The concept of “Data Diversity Key” in the context of out-of-distribution (OOD) generalization in pretrained models emphasizes the critical role of diverse training data in improving a model’s ability to generalize to unseen data. Sufficient data diversity combats the “tunnel effect,” a phenomenon where deeper layers of a neural network excessively compress representations, hindering OOD performance. High-resolution images and a large number of classes within the training data promote hierarchical feature learning and reduce representation compression. This is because diverse data forces the model to learn more robust and transferable features rather than overfitting to specific characteristics of the training set. Therefore, a dataset with rich variability in terms of classes, resolutions and augmentations is key for building robust and generalizable AI models. The research highlights that relying on limited, simplistic datasets can lead to misleading conclusions, underscoring the importance of using comprehensive, real-world data when developing and evaluating pretrained models for broader applications.

Revised Hypothesis
#

The revised hypothesis offers a crucial refinement to the original tunnel effect theory. It posits that the tunnel’s strength is not universally determined by architecture alone, but is heavily influenced by the diversity of the training data. The original hypothesis implied a more deterministic relationship, suggesting the tunnel’s presence was solely a function of network architecture and parameterization. The revision acknowledges that richer, higher-resolution datasets with numerous classes mitigate representation compression in deeper layers, thus reducing the tunnel’s negative impact on out-of-distribution generalization. This is a key insight, demonstrating that the original findings, obtained using smaller, simpler datasets, might not broadly generalize. The revised hypothesis highlights the importance of considering dataset characteristics when evaluating or applying deep learning models in various domains and transfer learning settings.

Future Research
#

Future research should prioritize developing theoretical frameworks to explain the tunnel effect, moving beyond empirical observations. Investigating the tunnel effect in non-vision datasets and multi-modal settings is crucial, particularly given the lack of research in these areas. Careful study of biased datasets is also needed. While pre-trained self-supervised learning (SSL) models were studied, a more comprehensive analysis using a greater variety of SSL architectures and a rigorous paired experimental design is required. Further research is essential to determine if augmentations and high-resolution images are effective universally, or if these findings are limited to certain architectural choices or dataset characteristics. Finally, exploring novel techniques or regularizers to mitigate the tunnel effect, especially within continual learning, promises significant advancements in this field.

More visual insights
#

More on figures

This figure displays the SHAP (SHapley Additive exPlanations) values for various factors influencing out-of-distribution (OOD) generalization. SHAP analysis is used to show the relative importance of each variable. The left chart shows the impact of each variable on the percentage of OOD performance retained. The right chart shows the impact of the variables on the ID/OOD alignment (a metric reflecting how well the model’s performance on in-distribution and out-of-distribution data align). Positive SHAP values for a variable suggest it improves OOD generalization or ID/OOD alignment, while negative values indicate it harms it. The magnitude of the SHAP value indicates the strength of the effect.

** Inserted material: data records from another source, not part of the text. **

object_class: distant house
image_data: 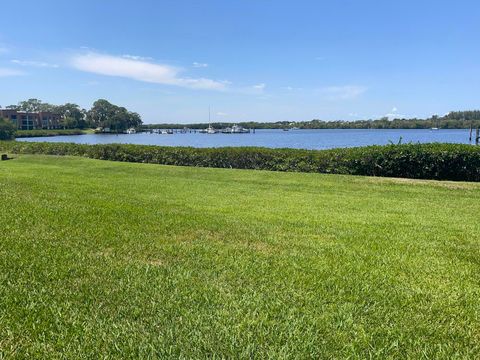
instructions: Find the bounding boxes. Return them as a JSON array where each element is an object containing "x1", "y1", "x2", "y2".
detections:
[{"x1": 0, "y1": 109, "x2": 62, "y2": 130}]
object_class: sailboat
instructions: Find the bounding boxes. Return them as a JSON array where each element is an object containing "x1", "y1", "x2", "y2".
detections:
[{"x1": 206, "y1": 106, "x2": 218, "y2": 134}]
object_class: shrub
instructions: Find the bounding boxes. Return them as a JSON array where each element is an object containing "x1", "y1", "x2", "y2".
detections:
[{"x1": 0, "y1": 141, "x2": 480, "y2": 181}]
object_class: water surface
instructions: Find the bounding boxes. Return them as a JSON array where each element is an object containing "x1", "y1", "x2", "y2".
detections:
[{"x1": 17, "y1": 129, "x2": 469, "y2": 149}]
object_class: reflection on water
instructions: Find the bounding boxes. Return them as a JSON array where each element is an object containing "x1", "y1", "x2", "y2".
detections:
[{"x1": 18, "y1": 129, "x2": 469, "y2": 149}]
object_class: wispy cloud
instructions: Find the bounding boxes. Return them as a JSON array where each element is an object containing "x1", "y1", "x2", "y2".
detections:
[
  {"x1": 70, "y1": 52, "x2": 227, "y2": 90},
  {"x1": 10, "y1": 59, "x2": 58, "y2": 68},
  {"x1": 192, "y1": 61, "x2": 208, "y2": 68},
  {"x1": 252, "y1": 83, "x2": 267, "y2": 91},
  {"x1": 0, "y1": 68, "x2": 25, "y2": 77},
  {"x1": 318, "y1": 85, "x2": 367, "y2": 100},
  {"x1": 122, "y1": 54, "x2": 153, "y2": 61}
]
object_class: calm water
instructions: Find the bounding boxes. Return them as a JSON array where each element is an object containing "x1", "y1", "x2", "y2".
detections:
[{"x1": 18, "y1": 129, "x2": 469, "y2": 149}]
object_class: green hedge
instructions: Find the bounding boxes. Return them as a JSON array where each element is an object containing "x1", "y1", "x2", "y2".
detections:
[{"x1": 0, "y1": 141, "x2": 480, "y2": 181}]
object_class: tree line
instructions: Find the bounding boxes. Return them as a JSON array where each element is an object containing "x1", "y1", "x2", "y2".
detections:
[{"x1": 1, "y1": 99, "x2": 142, "y2": 131}]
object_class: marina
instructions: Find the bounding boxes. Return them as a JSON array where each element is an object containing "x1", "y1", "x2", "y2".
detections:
[{"x1": 17, "y1": 126, "x2": 475, "y2": 150}]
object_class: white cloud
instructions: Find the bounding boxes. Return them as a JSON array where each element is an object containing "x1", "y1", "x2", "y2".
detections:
[
  {"x1": 319, "y1": 85, "x2": 367, "y2": 100},
  {"x1": 70, "y1": 52, "x2": 228, "y2": 90},
  {"x1": 0, "y1": 68, "x2": 25, "y2": 77},
  {"x1": 122, "y1": 54, "x2": 153, "y2": 60},
  {"x1": 10, "y1": 59, "x2": 58, "y2": 68},
  {"x1": 192, "y1": 61, "x2": 208, "y2": 68}
]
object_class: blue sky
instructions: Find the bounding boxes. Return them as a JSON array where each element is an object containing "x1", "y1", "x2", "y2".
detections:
[{"x1": 0, "y1": 0, "x2": 480, "y2": 123}]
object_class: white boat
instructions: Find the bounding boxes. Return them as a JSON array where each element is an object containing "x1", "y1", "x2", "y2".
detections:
[
  {"x1": 232, "y1": 124, "x2": 250, "y2": 134},
  {"x1": 207, "y1": 125, "x2": 218, "y2": 134}
]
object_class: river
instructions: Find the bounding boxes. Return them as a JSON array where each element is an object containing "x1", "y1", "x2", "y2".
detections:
[{"x1": 17, "y1": 129, "x2": 469, "y2": 149}]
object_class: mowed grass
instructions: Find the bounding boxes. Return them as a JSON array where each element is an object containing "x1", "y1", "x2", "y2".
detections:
[{"x1": 0, "y1": 155, "x2": 480, "y2": 359}]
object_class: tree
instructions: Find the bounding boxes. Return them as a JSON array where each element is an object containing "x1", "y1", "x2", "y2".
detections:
[
  {"x1": 0, "y1": 119, "x2": 16, "y2": 140},
  {"x1": 56, "y1": 103, "x2": 87, "y2": 129},
  {"x1": 87, "y1": 99, "x2": 142, "y2": 131}
]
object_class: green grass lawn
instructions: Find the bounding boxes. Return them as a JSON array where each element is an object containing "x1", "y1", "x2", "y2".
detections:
[{"x1": 0, "y1": 155, "x2": 480, "y2": 359}]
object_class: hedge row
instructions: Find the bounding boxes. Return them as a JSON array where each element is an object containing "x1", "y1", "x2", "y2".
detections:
[{"x1": 0, "y1": 141, "x2": 480, "y2": 181}]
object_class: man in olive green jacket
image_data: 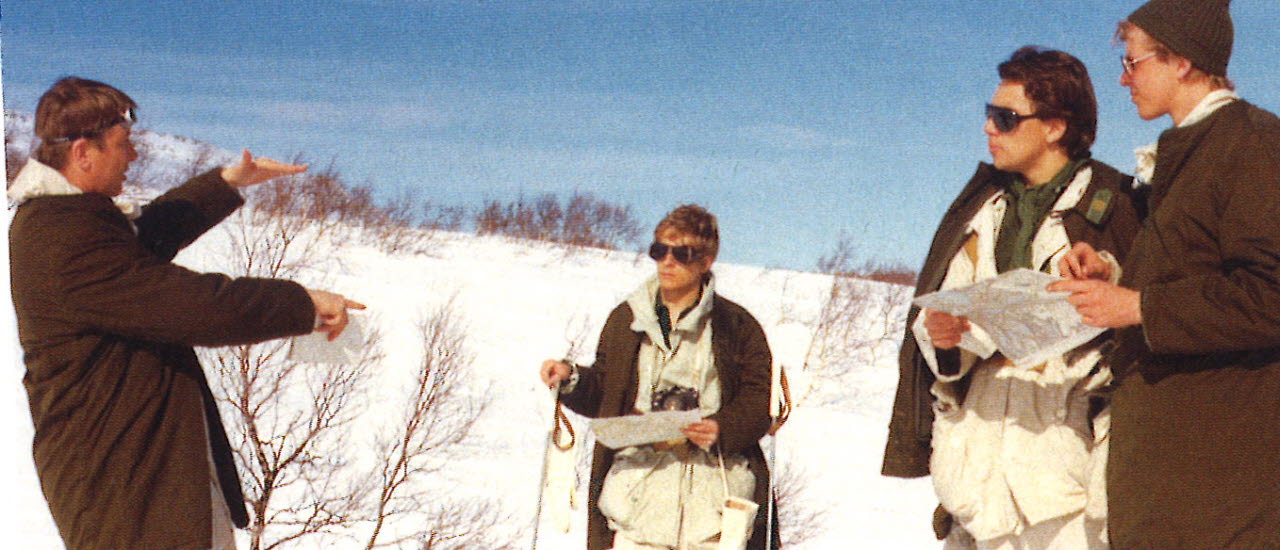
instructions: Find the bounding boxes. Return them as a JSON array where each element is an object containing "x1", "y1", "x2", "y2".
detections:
[
  {"x1": 8, "y1": 77, "x2": 364, "y2": 550},
  {"x1": 1051, "y1": 0, "x2": 1280, "y2": 549}
]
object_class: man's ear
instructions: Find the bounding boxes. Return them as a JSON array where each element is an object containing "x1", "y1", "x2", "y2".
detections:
[
  {"x1": 1172, "y1": 55, "x2": 1196, "y2": 81},
  {"x1": 1044, "y1": 119, "x2": 1066, "y2": 145},
  {"x1": 67, "y1": 138, "x2": 95, "y2": 170}
]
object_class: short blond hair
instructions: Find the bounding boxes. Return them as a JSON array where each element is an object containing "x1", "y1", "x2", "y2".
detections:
[
  {"x1": 653, "y1": 205, "x2": 719, "y2": 257},
  {"x1": 1112, "y1": 20, "x2": 1235, "y2": 90},
  {"x1": 32, "y1": 77, "x2": 137, "y2": 170}
]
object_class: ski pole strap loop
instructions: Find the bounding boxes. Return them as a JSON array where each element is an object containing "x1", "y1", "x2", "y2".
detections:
[{"x1": 552, "y1": 399, "x2": 577, "y2": 450}]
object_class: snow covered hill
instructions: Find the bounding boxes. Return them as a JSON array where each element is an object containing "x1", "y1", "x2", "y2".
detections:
[{"x1": 0, "y1": 121, "x2": 938, "y2": 550}]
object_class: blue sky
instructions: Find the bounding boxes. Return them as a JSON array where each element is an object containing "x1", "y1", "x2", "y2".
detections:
[{"x1": 0, "y1": 0, "x2": 1280, "y2": 269}]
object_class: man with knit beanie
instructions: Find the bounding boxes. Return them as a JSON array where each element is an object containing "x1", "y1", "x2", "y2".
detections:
[{"x1": 1050, "y1": 0, "x2": 1280, "y2": 549}]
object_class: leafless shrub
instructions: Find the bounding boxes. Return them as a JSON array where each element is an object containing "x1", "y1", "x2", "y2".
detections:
[
  {"x1": 795, "y1": 238, "x2": 901, "y2": 405},
  {"x1": 417, "y1": 499, "x2": 525, "y2": 550},
  {"x1": 773, "y1": 464, "x2": 827, "y2": 549},
  {"x1": 207, "y1": 333, "x2": 381, "y2": 550},
  {"x1": 365, "y1": 299, "x2": 499, "y2": 550},
  {"x1": 475, "y1": 192, "x2": 640, "y2": 249}
]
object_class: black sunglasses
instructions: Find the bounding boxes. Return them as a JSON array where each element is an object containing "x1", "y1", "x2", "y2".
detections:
[
  {"x1": 649, "y1": 240, "x2": 703, "y2": 263},
  {"x1": 987, "y1": 104, "x2": 1044, "y2": 133}
]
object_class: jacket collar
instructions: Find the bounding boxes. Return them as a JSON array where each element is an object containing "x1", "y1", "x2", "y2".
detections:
[
  {"x1": 8, "y1": 159, "x2": 142, "y2": 220},
  {"x1": 8, "y1": 159, "x2": 84, "y2": 207}
]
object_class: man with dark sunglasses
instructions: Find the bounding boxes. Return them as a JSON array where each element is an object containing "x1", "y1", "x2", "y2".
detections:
[
  {"x1": 8, "y1": 77, "x2": 364, "y2": 550},
  {"x1": 883, "y1": 46, "x2": 1139, "y2": 550},
  {"x1": 1051, "y1": 0, "x2": 1280, "y2": 549},
  {"x1": 539, "y1": 205, "x2": 777, "y2": 550}
]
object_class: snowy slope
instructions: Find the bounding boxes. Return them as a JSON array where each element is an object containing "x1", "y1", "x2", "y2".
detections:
[{"x1": 0, "y1": 123, "x2": 938, "y2": 550}]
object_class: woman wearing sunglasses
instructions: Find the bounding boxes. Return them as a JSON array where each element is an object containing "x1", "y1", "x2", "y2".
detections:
[
  {"x1": 883, "y1": 47, "x2": 1139, "y2": 550},
  {"x1": 540, "y1": 205, "x2": 776, "y2": 550}
]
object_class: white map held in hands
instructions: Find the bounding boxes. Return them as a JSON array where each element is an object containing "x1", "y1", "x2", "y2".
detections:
[{"x1": 914, "y1": 269, "x2": 1106, "y2": 367}]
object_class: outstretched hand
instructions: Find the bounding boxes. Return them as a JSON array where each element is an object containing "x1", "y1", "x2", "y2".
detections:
[
  {"x1": 924, "y1": 310, "x2": 969, "y2": 349},
  {"x1": 681, "y1": 418, "x2": 719, "y2": 450},
  {"x1": 538, "y1": 359, "x2": 573, "y2": 388},
  {"x1": 307, "y1": 289, "x2": 365, "y2": 342},
  {"x1": 221, "y1": 148, "x2": 307, "y2": 187},
  {"x1": 1047, "y1": 279, "x2": 1142, "y2": 329},
  {"x1": 1057, "y1": 240, "x2": 1111, "y2": 280}
]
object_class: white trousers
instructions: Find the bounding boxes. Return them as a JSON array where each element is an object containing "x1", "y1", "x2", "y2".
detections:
[{"x1": 942, "y1": 513, "x2": 1107, "y2": 550}]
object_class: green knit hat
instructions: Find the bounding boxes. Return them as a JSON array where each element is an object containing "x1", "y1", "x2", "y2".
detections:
[{"x1": 1129, "y1": 0, "x2": 1235, "y2": 77}]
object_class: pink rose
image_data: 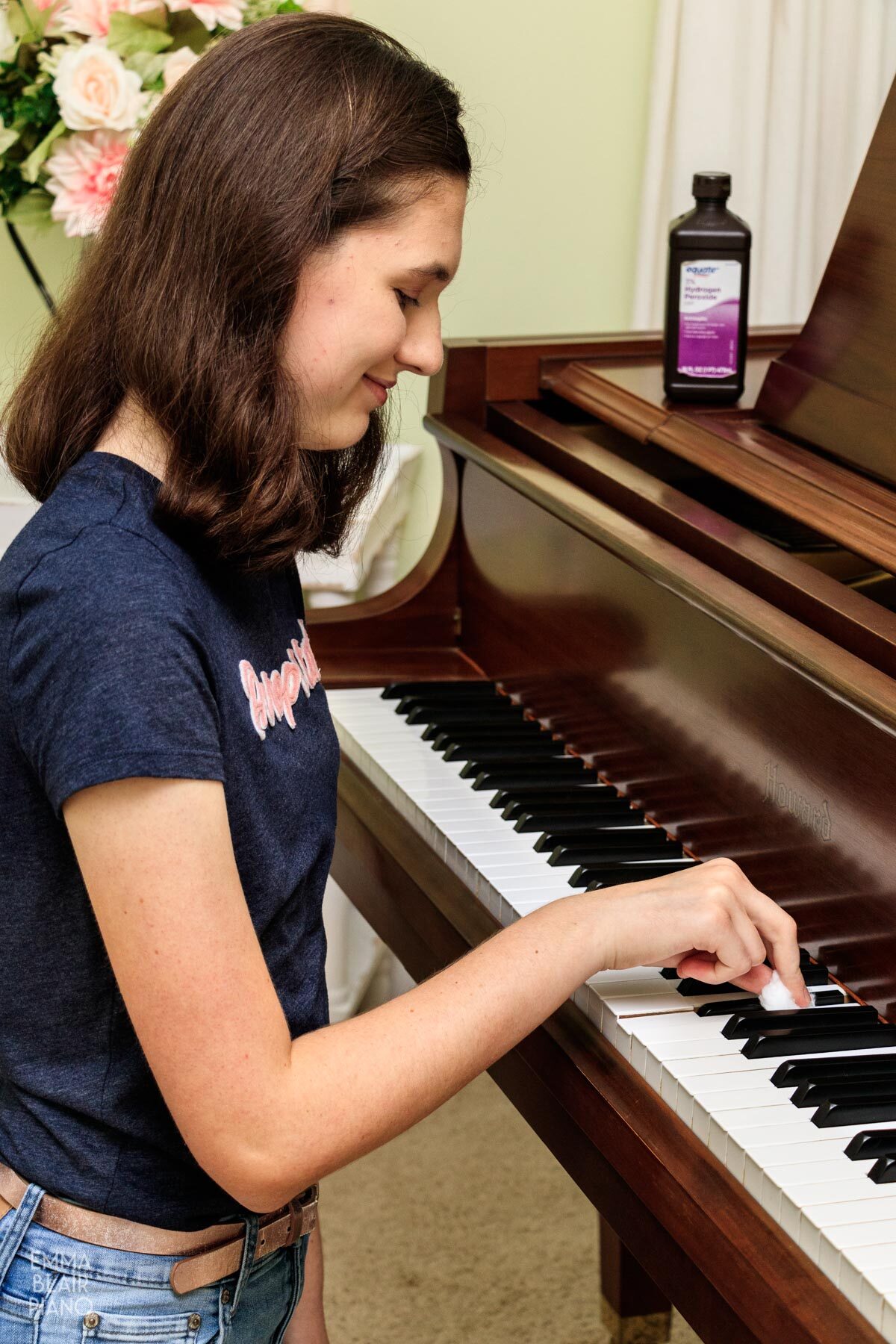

This figure shows how data augmentation affects the tunnel effect. Two plots are presented, one for a ResNet-34 model trained on 32x32 images, and another for a ViT-T+ model trained on 224x224 images. In both cases, the plots show normalized accuracy curves for in-distribution (ID) and out-of-distribution (OOD) data. The plots demonstrate that augmentation reduces the length of the ’tunnel’ (the region where OOD accuracy decreases rapidly) in both ResNet and ViT architectures. The shaded areas represent the 95% confidence intervals for the OOD curves. The star symbol indicates where the tunnel effect starts.

This figure shows t-SNE visualizations comparing the representations learned by a VGGm-11 model trained on low-resolution (32x32) and high-resolution (224x224) images from the ImageNet-100 dataset. The low-resolution model shows clear representation compression (clusters) in layers 8-10 (the ’tunnel’), consistent with the tunnel effect hypothesis and leading to impaired out-of-distribution (OOD) generalization. In contrast, the high-resolution model lacks this compression, suggesting that higher resolution training data mitigates the tunnel effect.

This figure shows the impact of data augmentation on the tunnel effect. Two examples are shown: one using a ResNet-34 model with 32x32 images and another using a ViT-T+ model with 224x224 images. Both models are trained on an in-distribution (ID) dataset, and the results show the normalized accuracy of linear probes on ID and out-of-distribution (OOD) datasets for each layer. The results clearly indicate that data augmentation significantly reduces the length of the tunnel and improves out-of-distribution generalization.

This figure shows the impact of data augmentation on the tunnel effect. Two examples are given: a ResNet-34 model trained on 32x32 images and a ViT-T+ model trained on 224x224 images. In both cases, the addition of augmentations significantly reduces the length of the tunnel, improving out-of-distribution (OOD) generalization. The plots show the normalized accuracy of linear probes trained on in-distribution (ID) and OOD datasets for each layer of the models, with and without augmentations.

This figure displays the SHAP (SHapley Additive exPlanations) values, showing the impact of each variable on two different target metrics: percentage of OOD (out-of-distribution) performance retained and ID/OOD alignment. Positive SHAP values mean that a variable increases OOD generalization or ID/OOD alignment, while negative values indicate the opposite. The magnitude of the SHAP value shows the importance of the variable. This helps determine which variables most influence a model’s ability to generalize to unseen data.

This figure presents the SHAP (SHapley Additive exPlanations) analysis results, illustrating the individual contributions of different variables to the overall OOD (out-of-distribution) generalization performance. Two target metrics were analyzed: % OOD performance retained (left) and ID/OOD alignment (right). Each bar represents a variable (e.g., ID class count, augmentations, resolution, etc.), and the bar’s length indicates the magnitude of the variable’s impact on each target metric. Positive SHAP values suggest that increasing the variable’s value improves OOD generalization, while negative values indicate the opposite. The analysis disentangles the relative importance of different factors such as the dataset’s size and diversity, augmentation strategies, and the model’s architecture in improving out-of-distribution generalisation.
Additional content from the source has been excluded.